3. What is your preferred medium? Do you work on one project at a time or several?
Oil paint is the medium I am most at ease with. In college, and a couple of years after, I was just doing drawings and etchings, When I learned to paint (it took at least two years to do it adequately well) I loved the speed of application, the intense color, the variety of brush strokes, and the surface of the paint. I continue to do sketches and life drawing as important means of study, and I do finished drawings when someone asks me to take part in a drawing exhibition, but otherwise my energies are directed towards oil painting. Usually I work on only one piece at a time because I find that most efficient. In my Paternal Suit project I often had ten or more pieces going at once, and that slowed down progress on the whole series.

4. Is there anything you would like to share as personal interests outside of the studio – outdoor activity, cooking, reading, museum/gallery hopping?
Except for art related interests, I’m probably a very boring person.
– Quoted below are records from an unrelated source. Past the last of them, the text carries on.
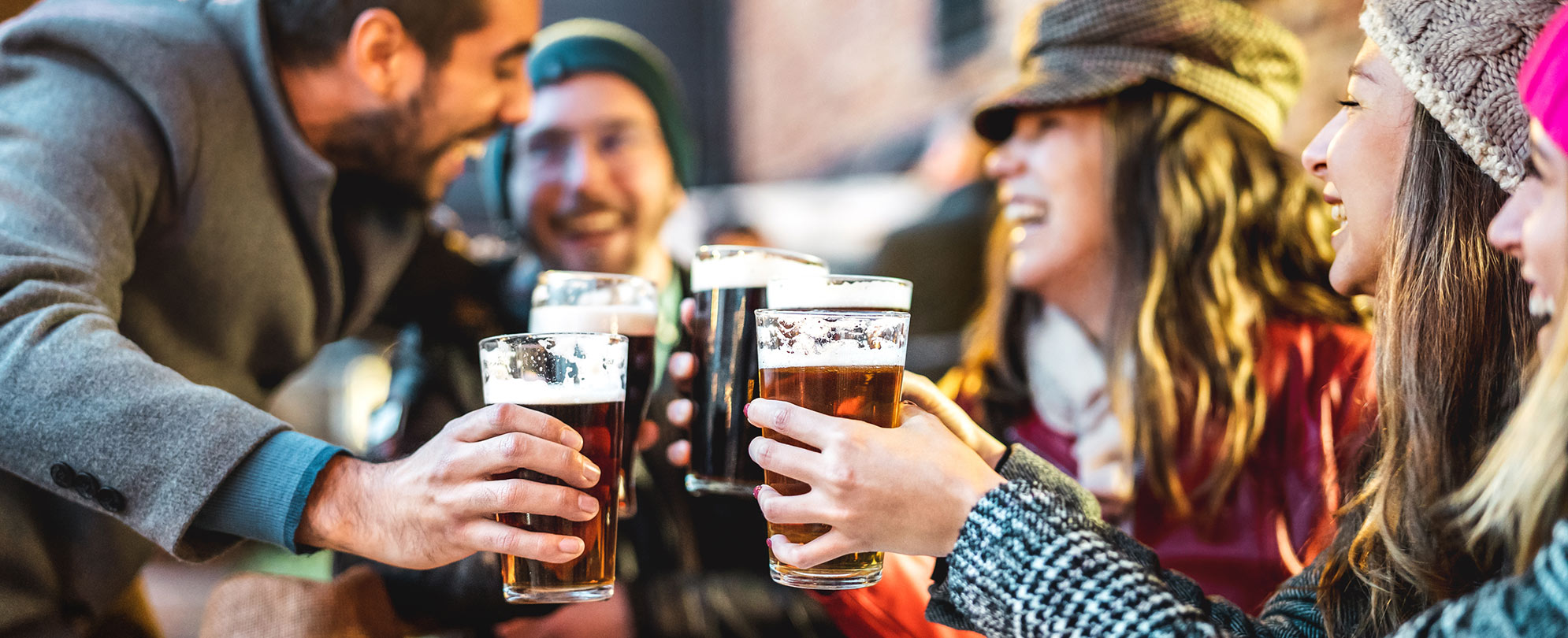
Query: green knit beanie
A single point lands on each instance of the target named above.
(585, 44)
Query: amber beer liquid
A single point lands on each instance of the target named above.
(603, 432)
(844, 364)
(578, 378)
(637, 325)
(730, 284)
(869, 394)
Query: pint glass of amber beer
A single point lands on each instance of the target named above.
(730, 283)
(581, 380)
(845, 364)
(568, 302)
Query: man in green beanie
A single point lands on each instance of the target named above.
(589, 180)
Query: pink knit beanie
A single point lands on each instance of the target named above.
(1544, 79)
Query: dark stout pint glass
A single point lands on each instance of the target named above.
(844, 364)
(581, 380)
(730, 283)
(841, 292)
(570, 302)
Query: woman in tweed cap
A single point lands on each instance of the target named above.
(1430, 140)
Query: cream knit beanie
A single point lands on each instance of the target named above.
(1460, 58)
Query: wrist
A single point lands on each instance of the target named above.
(331, 508)
(968, 497)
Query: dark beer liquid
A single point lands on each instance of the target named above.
(725, 337)
(869, 394)
(601, 427)
(638, 381)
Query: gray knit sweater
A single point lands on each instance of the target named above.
(1035, 560)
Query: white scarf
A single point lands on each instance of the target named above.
(1068, 386)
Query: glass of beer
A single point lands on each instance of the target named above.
(841, 292)
(568, 302)
(842, 364)
(730, 283)
(581, 380)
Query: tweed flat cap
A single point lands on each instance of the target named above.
(1460, 58)
(1083, 50)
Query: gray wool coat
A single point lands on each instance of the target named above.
(166, 258)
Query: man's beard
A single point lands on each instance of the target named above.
(380, 154)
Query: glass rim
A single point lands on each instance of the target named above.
(844, 278)
(592, 275)
(726, 250)
(538, 336)
(831, 313)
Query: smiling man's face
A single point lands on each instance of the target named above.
(592, 174)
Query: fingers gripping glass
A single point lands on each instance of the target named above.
(581, 380)
(844, 364)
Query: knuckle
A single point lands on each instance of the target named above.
(783, 416)
(767, 452)
(508, 414)
(515, 446)
(842, 476)
(510, 495)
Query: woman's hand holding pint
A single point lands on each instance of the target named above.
(905, 489)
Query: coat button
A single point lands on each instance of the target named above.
(87, 484)
(110, 499)
(65, 477)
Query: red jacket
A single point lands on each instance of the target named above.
(1278, 513)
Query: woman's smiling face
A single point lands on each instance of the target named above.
(1360, 158)
(1534, 229)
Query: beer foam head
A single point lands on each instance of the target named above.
(831, 339)
(747, 267)
(629, 320)
(554, 369)
(836, 291)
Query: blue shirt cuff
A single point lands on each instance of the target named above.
(264, 497)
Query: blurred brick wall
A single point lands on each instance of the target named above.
(819, 80)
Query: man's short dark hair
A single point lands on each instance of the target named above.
(314, 32)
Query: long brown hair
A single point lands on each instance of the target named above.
(1216, 234)
(1522, 488)
(1452, 339)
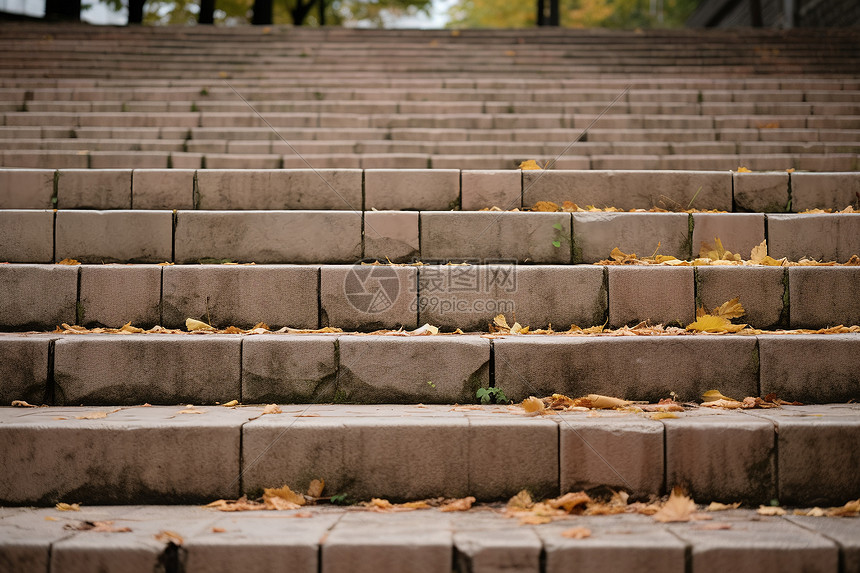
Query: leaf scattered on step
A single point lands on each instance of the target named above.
(679, 507)
(68, 506)
(576, 533)
(463, 504)
(167, 536)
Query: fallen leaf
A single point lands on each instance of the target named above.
(463, 504)
(576, 533)
(679, 507)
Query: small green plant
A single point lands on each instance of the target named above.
(491, 396)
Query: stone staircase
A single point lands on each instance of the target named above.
(133, 153)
I’d rather be painting than socializing, going out to eat, or seeing a movie. I enjoy hanging out with fellow representational painters the most, as we all have a common interest that consumes us. I have enjoyed traveling with my family, preferring places where we can spend an extended amount of time, like five-weeks north of Rome, a couple of summers in a small village in Greece, or a year in Iran. I’ve spent an inordinate amount of time in museums all over the world, especially when I was younger, and still enjoy seeing great painting as much as anything out of the studio. My wife and I have always enjoyed hiking in nature, and take two or three long walks a week in our local Griffith Park.
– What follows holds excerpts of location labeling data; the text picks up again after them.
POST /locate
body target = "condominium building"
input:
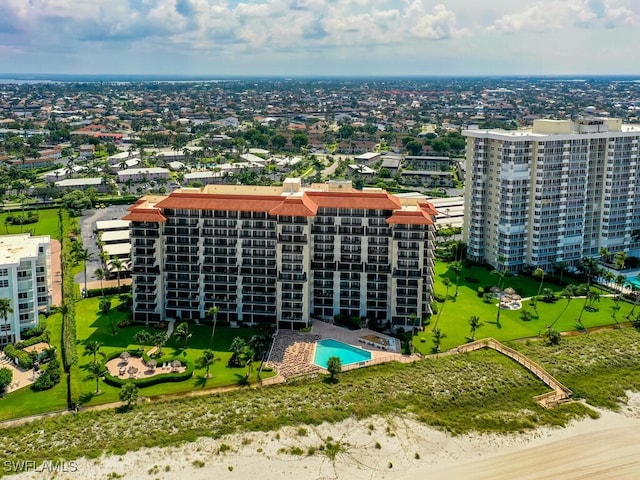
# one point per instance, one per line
(555, 193)
(285, 254)
(25, 279)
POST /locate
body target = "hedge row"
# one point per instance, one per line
(148, 381)
(43, 337)
(69, 352)
(25, 360)
(98, 292)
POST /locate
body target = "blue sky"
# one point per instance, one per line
(320, 37)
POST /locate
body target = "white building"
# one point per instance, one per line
(140, 174)
(123, 157)
(284, 254)
(555, 193)
(25, 279)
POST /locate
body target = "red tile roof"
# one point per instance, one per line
(428, 208)
(204, 201)
(415, 217)
(296, 207)
(357, 200)
(145, 215)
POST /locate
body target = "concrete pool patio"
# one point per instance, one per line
(293, 352)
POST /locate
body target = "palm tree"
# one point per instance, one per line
(96, 370)
(634, 290)
(213, 313)
(560, 267)
(447, 283)
(568, 293)
(159, 341)
(538, 273)
(590, 297)
(99, 274)
(182, 332)
(129, 393)
(84, 256)
(437, 339)
(608, 276)
(590, 269)
(457, 267)
(105, 308)
(5, 310)
(502, 274)
(474, 324)
(93, 348)
(206, 360)
(619, 260)
(116, 264)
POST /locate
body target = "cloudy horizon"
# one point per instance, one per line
(320, 37)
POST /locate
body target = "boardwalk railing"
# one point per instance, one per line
(559, 392)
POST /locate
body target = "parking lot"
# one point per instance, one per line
(87, 226)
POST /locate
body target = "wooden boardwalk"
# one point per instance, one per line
(558, 394)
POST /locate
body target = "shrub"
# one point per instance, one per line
(30, 218)
(97, 292)
(43, 337)
(33, 332)
(25, 360)
(149, 381)
(6, 376)
(49, 377)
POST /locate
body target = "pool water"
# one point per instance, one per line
(346, 353)
(635, 281)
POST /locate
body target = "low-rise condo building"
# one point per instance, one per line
(25, 279)
(285, 254)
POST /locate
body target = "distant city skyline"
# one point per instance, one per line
(320, 37)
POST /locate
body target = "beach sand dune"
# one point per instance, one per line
(395, 448)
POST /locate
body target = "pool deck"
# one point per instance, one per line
(293, 353)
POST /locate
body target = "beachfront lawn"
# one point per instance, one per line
(25, 402)
(48, 223)
(95, 326)
(455, 312)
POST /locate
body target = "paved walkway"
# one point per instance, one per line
(559, 392)
(21, 377)
(56, 272)
(293, 353)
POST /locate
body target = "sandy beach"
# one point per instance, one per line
(390, 448)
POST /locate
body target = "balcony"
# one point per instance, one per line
(397, 272)
(286, 238)
(292, 277)
(323, 266)
(350, 267)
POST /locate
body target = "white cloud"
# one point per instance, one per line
(438, 24)
(287, 30)
(561, 14)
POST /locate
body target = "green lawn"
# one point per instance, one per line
(24, 402)
(94, 326)
(456, 311)
(48, 224)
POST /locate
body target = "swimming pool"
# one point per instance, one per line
(635, 281)
(346, 353)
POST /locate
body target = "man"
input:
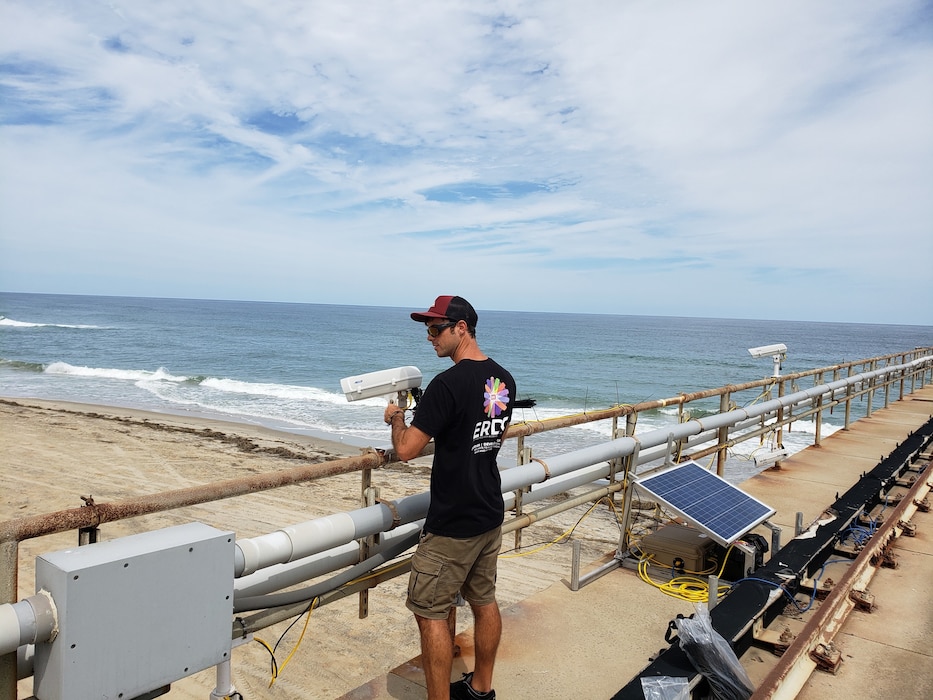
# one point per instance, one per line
(466, 410)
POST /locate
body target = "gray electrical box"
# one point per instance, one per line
(137, 613)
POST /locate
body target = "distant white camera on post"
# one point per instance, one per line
(399, 381)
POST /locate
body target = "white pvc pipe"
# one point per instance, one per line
(316, 536)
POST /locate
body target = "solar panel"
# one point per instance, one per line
(707, 500)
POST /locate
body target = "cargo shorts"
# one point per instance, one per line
(444, 566)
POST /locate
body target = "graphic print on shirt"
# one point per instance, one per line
(487, 435)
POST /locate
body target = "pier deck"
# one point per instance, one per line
(559, 644)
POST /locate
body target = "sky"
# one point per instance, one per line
(734, 159)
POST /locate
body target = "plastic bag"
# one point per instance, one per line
(665, 688)
(712, 656)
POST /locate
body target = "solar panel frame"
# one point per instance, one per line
(708, 501)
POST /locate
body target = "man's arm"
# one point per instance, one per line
(407, 440)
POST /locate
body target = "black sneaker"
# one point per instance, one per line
(462, 690)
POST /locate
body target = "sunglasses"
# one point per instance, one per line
(434, 331)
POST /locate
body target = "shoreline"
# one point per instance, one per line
(347, 442)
5. In what way is your work a reflection of “tradition by way of ‘method’”?
With all of our screen devices that cascade thousands of images before one’s eyeballs everyday, there isn’t a more traditional method of creation than that of applying colored mud to a woven surface and producing an image meant to be stared at for hours if not years. Mankind has been painting for 40,000 years, so I come from a long history of mud daubers.

6. With the examples of your work represented in IDENTITY Method- Degrees of Separation, are there any anecdotal notes that may give insight into your artist vision to a new viewer?
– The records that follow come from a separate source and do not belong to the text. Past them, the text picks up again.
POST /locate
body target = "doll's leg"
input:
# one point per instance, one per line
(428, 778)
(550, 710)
Transfiguration grew out of a decision my wife made to have the giant rubber tree in our front yard cut down. She was sick of the continuous rain of brown leaves and a root system that invaded the whole neighborhood, but I saw the tree as the most beautiful thing on our property (it sure wasn’t the house). When it came down it felt like a violation ecologically, aesthetically, and personally. Of course, there are wonderful Freudian implications there as well, and so I painted an image with the two of us, a tree coming down behind the houses, and my arms out-stretched in Christ-like identification with its truncated form.

Studio Drama has two sides of the artist at work, the expressive and the critical. You need both of these to make art that is any good. You start in an inspired state, expressing a vision you have as best you can, fluidly and ‘in the zone,’ as they say. But this is a good way to churn out crap as well, so your inner critic has to step-in, take a look at what has been done, and say, “This shirt is the wrong color, that gal’s nose is off-center, this figure has big hands, and the whole composition has to move left three inches.” It is a back-and-forth collaboration between two diametrically opposed individuals. It sort of resembles the US Congress. I’m amazed I ever get anything done.